To continue my streak of Andy LaRoche related posts, I decided to tackle one of the main issues surrounding him. LaRoche's supporters have pointed to his amazing walk rate this year as a reason why he should have been given far more of a chance during his first stint with the bigs. His detractors claim that these walks don't count as much as they would for other hitters, since it's far easier to draw a walk in the eight spot than it is elsewhere in the lineup? This seems like a claim that can be resolved with some research, so let's have at it.
The first way to look at this problem is simple; do number eight hitters walk more than other hitters in the lineup? Thanks to Baseball Reference, I can lookup the 2006 and 2007 combined performance of NL hitters at every spot in the lineup.
This left here is seemingly telling. Walk rate seems to move on a bell curve ascending from one to four, then dropping from five to seven, and taking a sudden leap up at eight. I'm sure that if so many teams didn't waste their two hole slots on the likes of Jack Wilson and Juan Pierre, the distribution would be near perfect. Just looking at this, the answer seems simple, yes, hitting eighth does increase your walk rate.
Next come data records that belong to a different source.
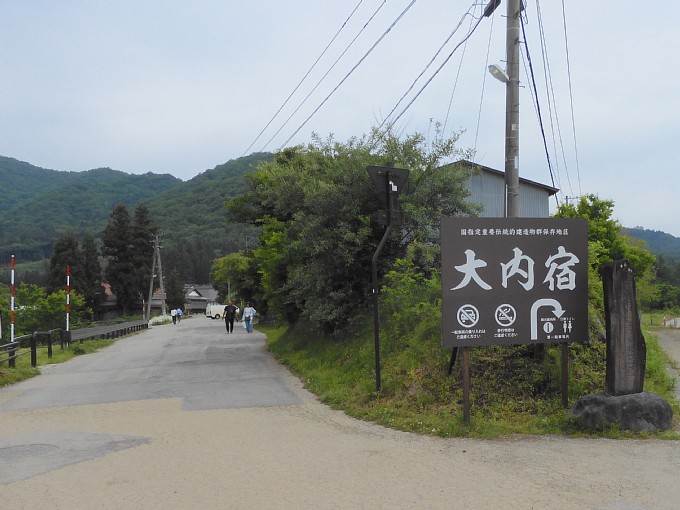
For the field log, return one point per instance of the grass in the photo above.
(512, 393)
(24, 370)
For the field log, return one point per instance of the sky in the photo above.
(179, 86)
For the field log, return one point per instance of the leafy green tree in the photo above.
(607, 232)
(143, 230)
(606, 243)
(317, 205)
(118, 248)
(235, 276)
(38, 311)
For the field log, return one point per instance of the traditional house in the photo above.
(198, 297)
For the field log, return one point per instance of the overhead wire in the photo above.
(537, 105)
(304, 77)
(370, 50)
(427, 66)
(436, 72)
(552, 104)
(481, 95)
(351, 43)
(571, 97)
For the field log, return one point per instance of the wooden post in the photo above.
(466, 385)
(565, 375)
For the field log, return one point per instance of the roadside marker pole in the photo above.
(11, 305)
(68, 295)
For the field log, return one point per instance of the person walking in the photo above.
(230, 312)
(248, 316)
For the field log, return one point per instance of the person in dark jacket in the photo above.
(230, 312)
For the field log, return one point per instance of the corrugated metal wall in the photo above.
(489, 190)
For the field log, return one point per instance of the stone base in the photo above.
(637, 412)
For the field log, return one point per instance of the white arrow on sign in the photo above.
(557, 311)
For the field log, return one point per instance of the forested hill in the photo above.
(659, 243)
(36, 204)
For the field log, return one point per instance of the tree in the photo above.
(118, 247)
(316, 205)
(38, 311)
(605, 231)
(143, 231)
(235, 277)
(606, 243)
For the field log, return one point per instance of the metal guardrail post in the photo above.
(12, 354)
(34, 350)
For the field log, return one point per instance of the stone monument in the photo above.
(625, 403)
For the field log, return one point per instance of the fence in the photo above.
(10, 352)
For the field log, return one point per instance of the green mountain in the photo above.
(38, 203)
(659, 243)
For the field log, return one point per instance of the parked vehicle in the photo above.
(214, 311)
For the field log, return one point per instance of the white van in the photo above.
(214, 311)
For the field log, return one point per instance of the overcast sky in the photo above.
(178, 86)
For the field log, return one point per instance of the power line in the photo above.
(550, 92)
(537, 103)
(427, 66)
(351, 43)
(481, 95)
(436, 72)
(571, 96)
(303, 78)
(401, 15)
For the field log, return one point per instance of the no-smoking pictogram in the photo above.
(506, 315)
(468, 316)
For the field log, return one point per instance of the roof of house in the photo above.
(550, 189)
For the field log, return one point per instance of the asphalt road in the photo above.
(195, 360)
(186, 416)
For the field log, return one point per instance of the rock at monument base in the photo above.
(637, 412)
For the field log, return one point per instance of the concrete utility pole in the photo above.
(512, 112)
(156, 261)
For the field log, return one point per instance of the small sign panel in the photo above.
(514, 280)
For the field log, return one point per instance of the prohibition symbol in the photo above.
(506, 315)
(468, 316)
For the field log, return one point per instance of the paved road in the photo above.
(186, 416)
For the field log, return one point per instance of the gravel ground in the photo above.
(309, 456)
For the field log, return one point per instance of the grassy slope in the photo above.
(511, 393)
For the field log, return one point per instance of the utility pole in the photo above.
(156, 260)
(512, 111)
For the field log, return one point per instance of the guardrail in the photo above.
(10, 352)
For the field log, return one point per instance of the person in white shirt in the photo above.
(248, 316)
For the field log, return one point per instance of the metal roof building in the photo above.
(487, 188)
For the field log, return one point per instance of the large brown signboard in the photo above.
(514, 280)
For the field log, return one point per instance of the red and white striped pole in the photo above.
(11, 305)
(68, 295)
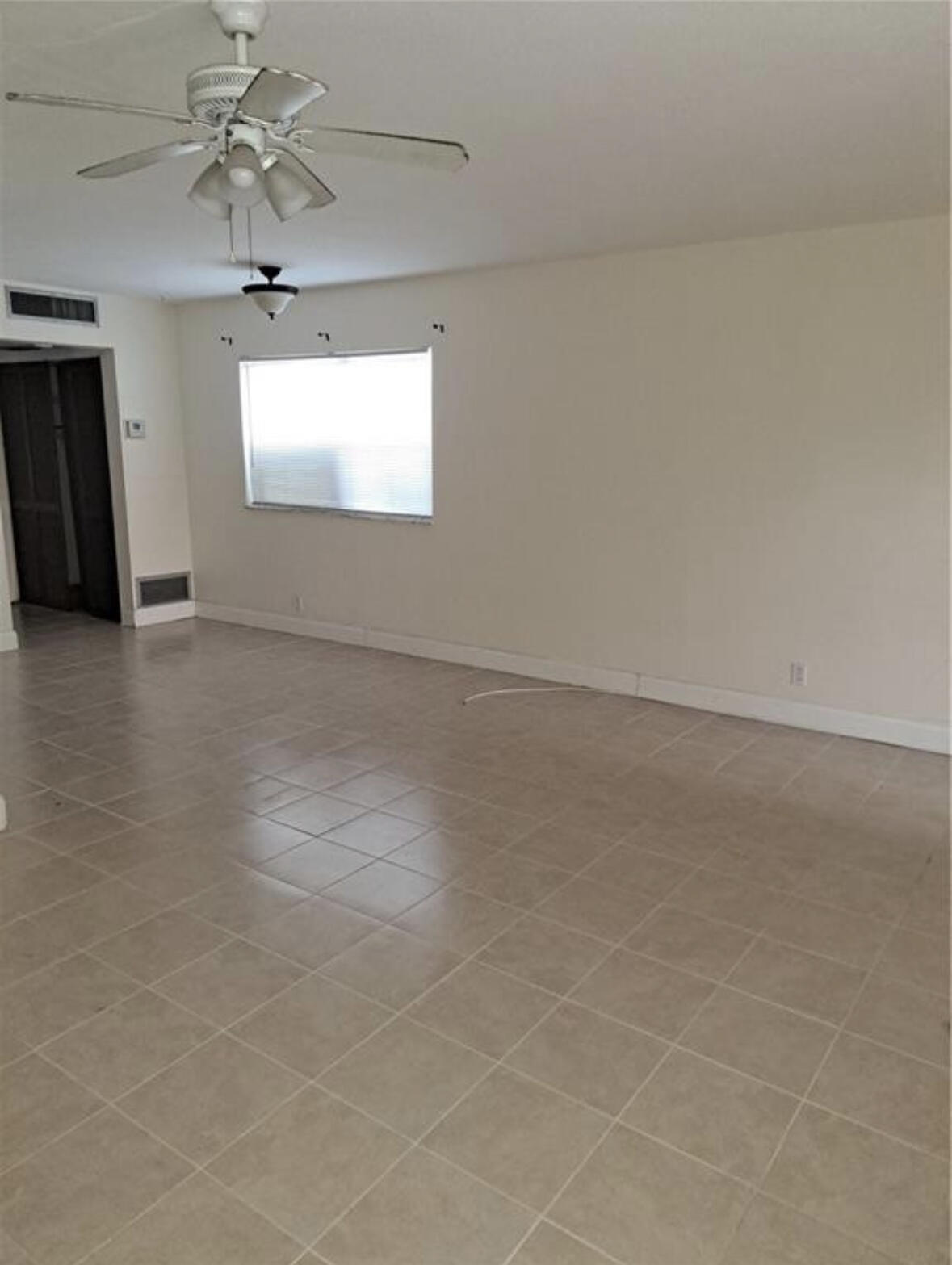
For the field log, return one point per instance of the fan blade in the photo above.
(146, 158)
(274, 96)
(319, 194)
(418, 151)
(78, 103)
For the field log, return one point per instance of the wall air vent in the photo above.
(44, 305)
(161, 590)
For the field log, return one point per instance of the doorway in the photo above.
(52, 417)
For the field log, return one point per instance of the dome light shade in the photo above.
(270, 299)
(242, 178)
(207, 192)
(287, 192)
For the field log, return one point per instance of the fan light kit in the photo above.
(249, 118)
(271, 299)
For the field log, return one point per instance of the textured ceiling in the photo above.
(591, 127)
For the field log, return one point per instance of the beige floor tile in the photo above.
(646, 1204)
(887, 1091)
(160, 945)
(727, 899)
(381, 890)
(547, 1245)
(122, 852)
(29, 890)
(308, 1162)
(199, 1224)
(774, 1235)
(117, 1050)
(44, 1004)
(313, 932)
(588, 1057)
(37, 1104)
(242, 901)
(426, 1212)
(646, 993)
(820, 928)
(719, 1116)
(568, 848)
(225, 984)
(317, 814)
(442, 854)
(26, 945)
(858, 890)
(865, 1184)
(916, 959)
(430, 807)
(597, 908)
(203, 1102)
(405, 1075)
(513, 881)
(764, 1040)
(392, 966)
(376, 832)
(802, 981)
(316, 865)
(254, 840)
(905, 1017)
(640, 870)
(483, 1008)
(312, 1024)
(78, 829)
(459, 919)
(690, 941)
(518, 1136)
(86, 1187)
(544, 954)
(371, 790)
(96, 914)
(181, 873)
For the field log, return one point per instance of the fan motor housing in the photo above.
(213, 91)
However, what this chart doesn't show is that only cleanup hitters draw four wide ones more often that eight hole hitters. Cleanup hitters received 359 free passes the last two years, while guys in the eight spot received 347. This far exceeds the number picked up by the next group, three hitters, who got 250. Once you only look at unintentional walk rate, the bell curve shape becomes a whole lot more clear.
Once you take free passes out of the equation, players hitting eighth walk less than any other position in the lineup. While this does show that the effects of hitting eighth on your walk rate are overblown, it doesn't necessarily prove intentional walks are the only effect. After all, these guys could be even worse if they weren't hitting eighth.
To account for this phenomenon, I looked at every NL player for the last four years that had at least 200 plate appearances batting eighth, and 200 plate appearances elsewhere in the lineup. With this sample size, if there is an effect in hitting eighth, it will show up here.
|Jack Wilson ('05)||3.846%||3.987%|
|Michael Barrett ('04)||5.473%||5.902%|
Sadly, only 11 players qualified under my criterion, but the ones that do qualify show a trend. Eight of the qualifying players were unintentionally walked less in the eight hole than they were in other parts of the lineup. Is this absolute, concrete proof that the eight hole doesn't help your unintentional walk rate? No, the sample of 11 players is much too small. However, when you combine this data with the fact that eight hole hitters walk unintentionally less than any other type of hitter, you can safely say that there's no data that supports the assertion that Andy LaRoche's walks this year don't count. Sure, you could safely cut away hit free passes, but the other walks he earned in the eight spot count just as much as the ones he would earn anywhere else in the lineup.